Mason measures success using the Fremeau Efficiency Index’s special teams ranking (STR), in which Notre Dame is ranked No. 6 this year. That marks the Irish’s best finish in the STR since the metric’s 2007 inception. The No. 1 team is South Carolina, which Notre Dame beat 45-38 Friday in the Gator Bowl.

The Irish ran a successful fake punt in the fourth quarter on a go-ahead drive against the Gamecocks, their first attempted fake of the year. They allowed a fake field goal touchdown in the first quarter, but won special teams from there. They averaged 51.2 yards punt and committed zero penalties in that phase, while South Carolina was called for five.

Notre Dame hired Mason away from Cincinnati in January 2022 after he spent five seasons there, including four with Freeman. The Bearcats were No. 12 in the STR each of his last two seasons. They were tied for the most blocked kicks in the FBS (6) in 2021.

“It goes back to presentation and to how you present it in front of that room and gain, really, the trust of those guys to feel like, ‘Man, this is so important,’” Freeman said. “It’s not just another phase. They truly have a buy-in.”

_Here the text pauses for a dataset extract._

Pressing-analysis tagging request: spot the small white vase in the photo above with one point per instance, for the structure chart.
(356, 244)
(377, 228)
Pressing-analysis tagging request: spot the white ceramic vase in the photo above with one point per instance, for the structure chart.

Mason had previous coaching stops as a grad assistant at Ohio State (2015), Purdue (2013-14) and Kent State (2012), overlapping with Freeman in the latter two. Kent State held the No. 1 spot in the STR in his lone season there.

Mason was one of 51 nominees for the Broyles Award, which goes to the nation’s best assistant coach. Three of those 51 were special teams coordinators.